Each plugin interface has a InitPlugin function, this function is called when the plugin is first started up and is only called once per startup. The InitPlugin function is used as a means to initialize the plugin it gives you the plugin author the ability to either set up a client for a specific metrics provider or in the case of a traffic router construct a client or informer for kubernetes api. The one thing to note about this though is because these calls happen over RPC the plugin author should not depend on state being stored in the plugin struct as it will not be persisted between calls.

Kubernetes RBAC¶

The plugin runs as a child process of the rollouts controller and as such it will inherit the same RBAC permissions as the controller.

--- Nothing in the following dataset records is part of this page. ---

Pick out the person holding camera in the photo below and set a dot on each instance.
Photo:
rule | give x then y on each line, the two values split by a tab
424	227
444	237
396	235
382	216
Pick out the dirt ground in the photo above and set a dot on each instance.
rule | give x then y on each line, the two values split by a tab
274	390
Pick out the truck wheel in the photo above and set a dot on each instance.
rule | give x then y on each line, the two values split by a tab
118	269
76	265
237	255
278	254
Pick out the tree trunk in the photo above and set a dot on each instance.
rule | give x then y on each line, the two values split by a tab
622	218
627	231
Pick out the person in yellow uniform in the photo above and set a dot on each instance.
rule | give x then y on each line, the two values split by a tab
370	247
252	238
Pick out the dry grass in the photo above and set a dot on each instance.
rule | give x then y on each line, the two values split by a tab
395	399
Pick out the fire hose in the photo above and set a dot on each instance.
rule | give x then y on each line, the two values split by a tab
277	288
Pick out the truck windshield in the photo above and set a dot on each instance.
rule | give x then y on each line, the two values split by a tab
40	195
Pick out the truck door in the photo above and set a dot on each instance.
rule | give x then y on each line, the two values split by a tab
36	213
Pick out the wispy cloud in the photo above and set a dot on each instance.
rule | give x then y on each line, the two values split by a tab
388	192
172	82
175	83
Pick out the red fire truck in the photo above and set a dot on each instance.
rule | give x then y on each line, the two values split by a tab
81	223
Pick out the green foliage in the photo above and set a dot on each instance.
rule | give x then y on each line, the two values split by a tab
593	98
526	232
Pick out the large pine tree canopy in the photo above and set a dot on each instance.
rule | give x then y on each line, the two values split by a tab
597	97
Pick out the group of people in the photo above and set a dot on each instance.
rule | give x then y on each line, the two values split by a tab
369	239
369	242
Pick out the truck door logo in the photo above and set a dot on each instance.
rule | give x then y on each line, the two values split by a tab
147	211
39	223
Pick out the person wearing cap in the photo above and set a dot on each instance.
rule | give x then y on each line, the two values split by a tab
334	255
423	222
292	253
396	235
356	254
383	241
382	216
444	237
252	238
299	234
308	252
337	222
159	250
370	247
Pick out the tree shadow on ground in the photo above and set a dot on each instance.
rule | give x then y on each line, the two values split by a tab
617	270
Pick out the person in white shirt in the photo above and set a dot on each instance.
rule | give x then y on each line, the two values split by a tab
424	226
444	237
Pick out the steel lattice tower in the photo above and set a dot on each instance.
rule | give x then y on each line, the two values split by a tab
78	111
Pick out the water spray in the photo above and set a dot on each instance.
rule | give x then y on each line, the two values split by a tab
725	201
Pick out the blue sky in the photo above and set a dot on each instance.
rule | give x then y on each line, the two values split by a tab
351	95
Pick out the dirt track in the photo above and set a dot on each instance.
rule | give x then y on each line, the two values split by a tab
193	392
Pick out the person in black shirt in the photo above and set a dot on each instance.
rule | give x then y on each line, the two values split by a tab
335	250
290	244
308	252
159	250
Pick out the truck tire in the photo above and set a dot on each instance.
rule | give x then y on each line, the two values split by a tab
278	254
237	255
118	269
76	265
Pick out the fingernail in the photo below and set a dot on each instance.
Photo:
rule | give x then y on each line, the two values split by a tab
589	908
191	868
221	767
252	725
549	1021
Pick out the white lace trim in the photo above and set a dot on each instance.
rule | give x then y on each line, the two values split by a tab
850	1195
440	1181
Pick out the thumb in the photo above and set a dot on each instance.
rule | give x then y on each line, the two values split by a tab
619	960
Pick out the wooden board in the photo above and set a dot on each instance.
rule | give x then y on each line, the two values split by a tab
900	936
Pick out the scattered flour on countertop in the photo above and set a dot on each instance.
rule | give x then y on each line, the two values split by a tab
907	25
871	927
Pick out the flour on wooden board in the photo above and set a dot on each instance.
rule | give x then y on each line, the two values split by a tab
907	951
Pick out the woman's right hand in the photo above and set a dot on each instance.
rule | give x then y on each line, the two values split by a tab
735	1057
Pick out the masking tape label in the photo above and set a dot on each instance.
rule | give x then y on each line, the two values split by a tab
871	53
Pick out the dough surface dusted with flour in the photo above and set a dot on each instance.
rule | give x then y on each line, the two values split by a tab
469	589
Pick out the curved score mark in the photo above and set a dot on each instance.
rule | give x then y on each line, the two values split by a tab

This means that the service account for the rollouts controller will need the correct permissions for the plugin to function. This might mean instructing users to create a role and role binding to the standard rollouts service account for the plugin to use. This will probably affect traffic router plugins more than metrics plugins.

Sample Plugins¶

There are sample plugins within the argo-rollouts repo that you can use as a reference for creating your own plugin.